One question Chomsky thinks that we should ask ourselves is how we might expect the Arab world to take seriously our harsh demands on (for instance) Iranian leaders to respect human rights, at the same time we treat much more horrible dictatorships with kid gloves. Of course he doesn’t find the very fact especially strange. Useful and obedient dictatorships are frequently well treated by western countries. But the blatant hypocrisy is nonetheless a disgrace for civilized and thinking people.
Surfing aimlessly on the net I happened to stumble over Google Ngram Viewer, a remarkable tool from an impressive company. Google has scanned 5.2 million books in six languages, or 20 percent of all book ever published. An outstanding performance (in accordance with the thesis that the most superb things come from USA, together with some other things…)
After doing this Hercules job Google offers the gigantic database for everyone to use. I sat fascinated for a long while studying all kinds of worlds and expressions. As an example I copied this diagram, showing three names mentioned here earlier, and the frequency of their appearance in international literature (Swedish is not among the six languages, of course). It was to my satisfaction that Palme 25 years after his death still is mentioned more often than our previous foreign minister.

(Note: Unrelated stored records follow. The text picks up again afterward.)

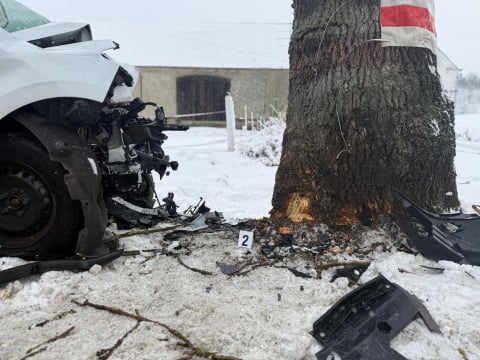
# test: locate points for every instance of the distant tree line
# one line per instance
(468, 95)
(470, 81)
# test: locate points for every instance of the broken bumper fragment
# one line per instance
(361, 325)
(442, 237)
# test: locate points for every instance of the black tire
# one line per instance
(38, 218)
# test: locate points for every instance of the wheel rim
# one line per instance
(27, 206)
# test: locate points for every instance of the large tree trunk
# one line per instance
(364, 122)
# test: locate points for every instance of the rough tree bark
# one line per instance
(364, 122)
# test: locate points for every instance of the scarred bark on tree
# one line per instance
(364, 122)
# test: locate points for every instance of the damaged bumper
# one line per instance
(443, 237)
(361, 325)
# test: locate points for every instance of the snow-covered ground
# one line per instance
(265, 314)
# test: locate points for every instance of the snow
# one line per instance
(265, 314)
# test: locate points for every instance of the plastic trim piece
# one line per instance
(443, 237)
(361, 325)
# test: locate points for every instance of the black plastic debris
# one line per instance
(442, 237)
(228, 269)
(40, 267)
(361, 325)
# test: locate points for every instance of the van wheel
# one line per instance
(38, 218)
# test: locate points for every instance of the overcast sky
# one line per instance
(458, 31)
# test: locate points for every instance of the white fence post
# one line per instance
(246, 117)
(230, 114)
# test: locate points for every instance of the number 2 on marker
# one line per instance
(245, 239)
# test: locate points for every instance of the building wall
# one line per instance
(259, 89)
(449, 74)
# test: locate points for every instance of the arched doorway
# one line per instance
(202, 94)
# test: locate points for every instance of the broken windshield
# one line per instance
(15, 16)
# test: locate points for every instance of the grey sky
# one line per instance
(458, 31)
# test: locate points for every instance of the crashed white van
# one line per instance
(70, 143)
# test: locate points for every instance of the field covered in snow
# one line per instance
(266, 313)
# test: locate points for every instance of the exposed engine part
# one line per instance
(71, 141)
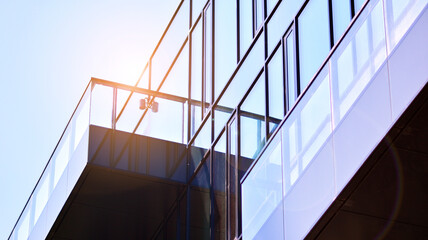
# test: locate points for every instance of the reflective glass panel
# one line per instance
(290, 59)
(131, 113)
(176, 83)
(245, 25)
(400, 15)
(341, 17)
(358, 4)
(239, 85)
(252, 117)
(208, 56)
(262, 196)
(196, 78)
(303, 135)
(276, 90)
(314, 39)
(270, 4)
(225, 43)
(219, 187)
(357, 59)
(281, 20)
(200, 145)
(197, 7)
(234, 186)
(101, 106)
(159, 123)
(200, 204)
(170, 45)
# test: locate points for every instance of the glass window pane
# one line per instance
(303, 137)
(177, 80)
(170, 46)
(144, 82)
(158, 124)
(200, 146)
(258, 13)
(281, 20)
(196, 78)
(102, 106)
(208, 56)
(252, 117)
(225, 42)
(290, 69)
(239, 85)
(131, 113)
(197, 7)
(219, 186)
(341, 17)
(400, 15)
(358, 4)
(270, 5)
(245, 25)
(262, 196)
(234, 185)
(314, 39)
(357, 59)
(276, 90)
(200, 204)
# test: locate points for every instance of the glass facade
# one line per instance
(253, 91)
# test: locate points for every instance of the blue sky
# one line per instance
(49, 50)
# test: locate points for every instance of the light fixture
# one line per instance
(146, 103)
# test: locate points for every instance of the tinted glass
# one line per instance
(170, 45)
(358, 4)
(196, 78)
(314, 39)
(290, 59)
(341, 17)
(200, 204)
(245, 25)
(252, 117)
(176, 82)
(258, 13)
(276, 89)
(208, 55)
(219, 186)
(225, 42)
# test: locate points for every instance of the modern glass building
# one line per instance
(262, 119)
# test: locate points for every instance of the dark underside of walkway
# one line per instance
(388, 197)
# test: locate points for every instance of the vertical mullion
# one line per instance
(296, 53)
(238, 33)
(330, 16)
(352, 2)
(189, 91)
(284, 61)
(203, 85)
(212, 53)
(238, 228)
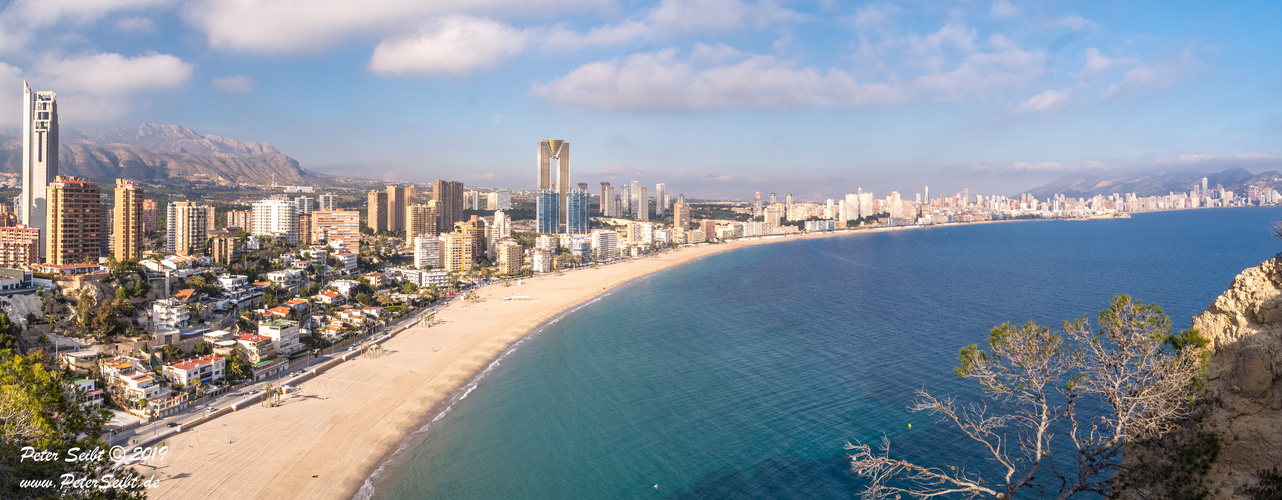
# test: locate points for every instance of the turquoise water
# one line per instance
(742, 375)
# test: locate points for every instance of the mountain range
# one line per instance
(167, 154)
(1236, 180)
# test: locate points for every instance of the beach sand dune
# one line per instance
(323, 441)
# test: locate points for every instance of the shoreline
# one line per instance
(346, 427)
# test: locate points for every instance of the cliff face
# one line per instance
(1245, 328)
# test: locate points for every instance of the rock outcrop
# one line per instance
(1245, 328)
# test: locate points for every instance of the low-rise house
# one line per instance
(330, 298)
(92, 395)
(192, 371)
(348, 287)
(348, 262)
(169, 314)
(257, 346)
(285, 335)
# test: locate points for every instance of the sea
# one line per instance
(744, 375)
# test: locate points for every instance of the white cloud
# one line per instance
(113, 73)
(1148, 76)
(95, 87)
(672, 18)
(21, 18)
(135, 25)
(1203, 162)
(1050, 99)
(308, 26)
(1098, 63)
(1004, 9)
(714, 78)
(454, 45)
(233, 83)
(1058, 167)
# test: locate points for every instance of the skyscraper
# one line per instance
(395, 208)
(577, 212)
(74, 221)
(642, 205)
(658, 199)
(680, 216)
(605, 201)
(186, 226)
(546, 210)
(326, 201)
(337, 226)
(421, 221)
(377, 216)
(548, 151)
(128, 225)
(39, 157)
(449, 209)
(276, 218)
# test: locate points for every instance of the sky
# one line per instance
(714, 98)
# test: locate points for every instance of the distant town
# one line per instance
(158, 300)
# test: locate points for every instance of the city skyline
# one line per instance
(721, 98)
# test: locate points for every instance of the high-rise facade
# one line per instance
(74, 221)
(642, 204)
(658, 199)
(557, 150)
(19, 246)
(449, 208)
(546, 212)
(187, 225)
(39, 158)
(337, 226)
(276, 218)
(377, 216)
(150, 216)
(128, 223)
(577, 212)
(512, 257)
(326, 201)
(396, 208)
(604, 204)
(421, 221)
(680, 216)
(427, 251)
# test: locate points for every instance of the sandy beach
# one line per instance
(342, 425)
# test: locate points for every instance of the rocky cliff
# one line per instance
(1245, 328)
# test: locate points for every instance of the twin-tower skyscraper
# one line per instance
(555, 150)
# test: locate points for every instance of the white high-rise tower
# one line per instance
(548, 151)
(39, 157)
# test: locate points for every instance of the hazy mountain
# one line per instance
(166, 154)
(1151, 185)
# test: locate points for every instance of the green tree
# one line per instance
(172, 353)
(8, 333)
(1042, 383)
(41, 409)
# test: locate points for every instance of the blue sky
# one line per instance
(715, 98)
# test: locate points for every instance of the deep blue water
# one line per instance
(744, 375)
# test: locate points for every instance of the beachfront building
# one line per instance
(195, 371)
(427, 251)
(605, 244)
(577, 212)
(285, 335)
(512, 257)
(541, 260)
(546, 212)
(276, 218)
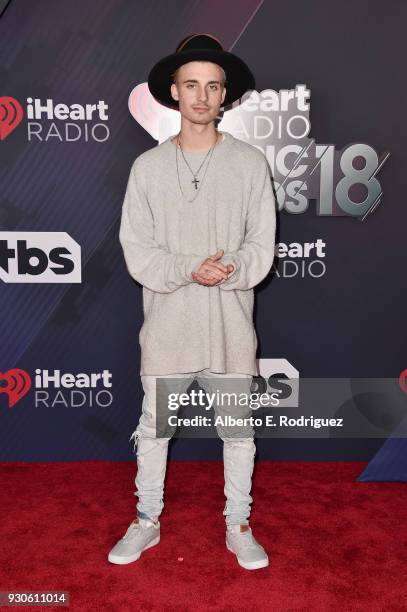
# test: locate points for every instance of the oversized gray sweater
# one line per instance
(188, 326)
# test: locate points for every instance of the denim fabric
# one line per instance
(239, 448)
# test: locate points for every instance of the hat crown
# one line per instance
(199, 41)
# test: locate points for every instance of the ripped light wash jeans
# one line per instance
(239, 448)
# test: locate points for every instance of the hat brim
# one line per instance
(239, 77)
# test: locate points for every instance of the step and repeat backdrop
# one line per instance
(327, 112)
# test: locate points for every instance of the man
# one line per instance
(198, 246)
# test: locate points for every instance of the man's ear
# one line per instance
(174, 91)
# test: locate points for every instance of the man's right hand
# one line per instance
(211, 272)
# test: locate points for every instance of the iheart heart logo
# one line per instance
(158, 120)
(11, 114)
(18, 383)
(402, 380)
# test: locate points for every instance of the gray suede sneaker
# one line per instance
(141, 534)
(250, 554)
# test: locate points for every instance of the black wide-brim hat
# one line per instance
(200, 47)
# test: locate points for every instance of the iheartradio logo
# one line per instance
(15, 383)
(11, 114)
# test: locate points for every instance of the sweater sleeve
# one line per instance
(253, 260)
(152, 265)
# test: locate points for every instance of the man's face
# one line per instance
(199, 91)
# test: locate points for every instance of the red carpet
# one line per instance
(334, 544)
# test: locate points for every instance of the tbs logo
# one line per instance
(39, 257)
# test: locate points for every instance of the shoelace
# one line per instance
(134, 527)
(248, 541)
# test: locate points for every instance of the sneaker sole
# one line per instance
(249, 564)
(125, 560)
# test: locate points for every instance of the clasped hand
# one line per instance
(211, 272)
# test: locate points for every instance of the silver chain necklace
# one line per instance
(195, 181)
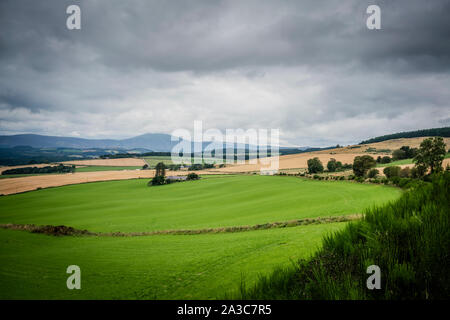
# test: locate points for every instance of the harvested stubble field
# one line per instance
(23, 184)
(345, 155)
(122, 162)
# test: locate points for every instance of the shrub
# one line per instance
(405, 173)
(332, 165)
(157, 181)
(192, 176)
(373, 173)
(315, 165)
(386, 159)
(361, 164)
(393, 171)
(430, 155)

Speaking of Palme, in 2004 Noam Chomsky, a well known professor at the Massachusetts Institute of Technology, held the Olof Palme Memorial Lecture at The University of Oxford in England. He there spoke on Doctrines and Visions: Who is to Run the World and How? Chomsky is arguably one of the most brilliant minds in the world. Palme shared some of his virtues, but was of course handcuffed by the demands that practical politics posed upon him. Both intelligent men and both on the left side in their views on society. A coincidence?

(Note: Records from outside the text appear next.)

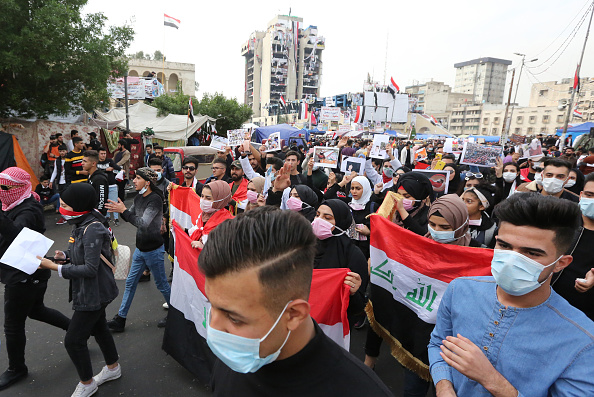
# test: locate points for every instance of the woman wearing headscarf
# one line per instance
(255, 196)
(215, 197)
(303, 200)
(336, 250)
(92, 286)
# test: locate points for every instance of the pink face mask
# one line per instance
(294, 204)
(252, 196)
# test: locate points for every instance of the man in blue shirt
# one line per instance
(511, 334)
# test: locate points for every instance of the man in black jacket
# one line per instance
(23, 293)
(97, 179)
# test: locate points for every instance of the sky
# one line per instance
(423, 38)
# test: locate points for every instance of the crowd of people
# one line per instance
(268, 218)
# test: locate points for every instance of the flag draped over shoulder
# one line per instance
(185, 332)
(415, 272)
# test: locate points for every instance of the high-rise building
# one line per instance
(484, 78)
(285, 60)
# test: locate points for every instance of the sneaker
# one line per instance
(85, 390)
(107, 374)
(117, 324)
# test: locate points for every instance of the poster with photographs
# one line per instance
(326, 156)
(219, 143)
(236, 137)
(440, 180)
(379, 146)
(350, 164)
(273, 142)
(480, 155)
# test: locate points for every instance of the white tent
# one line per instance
(169, 128)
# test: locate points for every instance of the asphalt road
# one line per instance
(146, 369)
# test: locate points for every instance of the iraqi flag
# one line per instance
(393, 87)
(360, 115)
(171, 22)
(185, 332)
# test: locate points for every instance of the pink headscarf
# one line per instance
(18, 177)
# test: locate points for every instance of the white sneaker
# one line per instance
(85, 390)
(107, 374)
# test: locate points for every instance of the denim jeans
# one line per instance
(113, 196)
(155, 261)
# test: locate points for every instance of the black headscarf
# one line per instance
(333, 252)
(310, 198)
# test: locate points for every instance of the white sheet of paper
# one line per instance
(22, 253)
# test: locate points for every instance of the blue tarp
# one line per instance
(285, 129)
(577, 130)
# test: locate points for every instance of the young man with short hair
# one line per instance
(97, 179)
(511, 334)
(263, 334)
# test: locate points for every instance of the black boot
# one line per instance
(117, 324)
(11, 376)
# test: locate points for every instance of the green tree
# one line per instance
(54, 60)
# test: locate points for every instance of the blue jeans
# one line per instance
(155, 261)
(113, 195)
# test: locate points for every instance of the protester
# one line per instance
(336, 250)
(97, 179)
(146, 214)
(216, 196)
(46, 194)
(574, 283)
(111, 169)
(73, 162)
(289, 354)
(92, 286)
(470, 353)
(23, 293)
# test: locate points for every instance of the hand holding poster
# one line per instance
(481, 155)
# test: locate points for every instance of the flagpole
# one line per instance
(577, 75)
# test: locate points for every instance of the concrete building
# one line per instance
(484, 78)
(175, 72)
(286, 60)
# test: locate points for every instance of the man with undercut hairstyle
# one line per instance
(511, 334)
(263, 334)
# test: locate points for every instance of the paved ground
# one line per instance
(147, 370)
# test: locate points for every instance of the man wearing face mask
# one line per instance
(575, 282)
(146, 214)
(492, 333)
(554, 176)
(263, 334)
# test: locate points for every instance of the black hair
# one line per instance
(279, 245)
(155, 161)
(276, 162)
(542, 212)
(192, 160)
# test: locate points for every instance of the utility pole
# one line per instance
(577, 72)
(506, 126)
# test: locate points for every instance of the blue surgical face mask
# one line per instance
(587, 207)
(239, 353)
(515, 273)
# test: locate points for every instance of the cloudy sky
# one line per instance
(425, 38)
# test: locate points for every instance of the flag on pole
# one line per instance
(191, 110)
(171, 22)
(393, 87)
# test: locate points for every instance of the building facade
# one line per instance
(483, 78)
(285, 60)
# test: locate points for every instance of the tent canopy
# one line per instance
(286, 131)
(577, 130)
(170, 128)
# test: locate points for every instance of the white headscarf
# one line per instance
(364, 182)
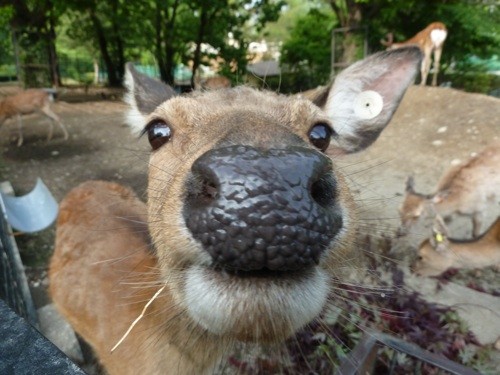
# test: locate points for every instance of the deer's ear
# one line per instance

Wouldn’t think so. The common denominator is the moral universality, which says that a person should submit to the same standards that he applies to others, or more stringent ones if he is serious. Every normal, logically thinking human being has to adhere to this principle of moral universality, there is no alternative. From there on is no other way than to work for an egalitarian world, seeking peace and solidarity, since that is what we normally expect from others. In such a world there is no place for revenge. (If I hit someone because he previously had hit me, I just demonstrate that I thought it wrong of him to hit me in the first place, and if it is wrong to hit someone then etc….)
Noam Chomsky is Americas gift to the world. For me he confirms the experience that USA spans the best and the worst of everything. For one Chomsky and a few of his kind there are regrettably an endless number of right wing lunatics. (This is of course a value judgment which is on me, totally.)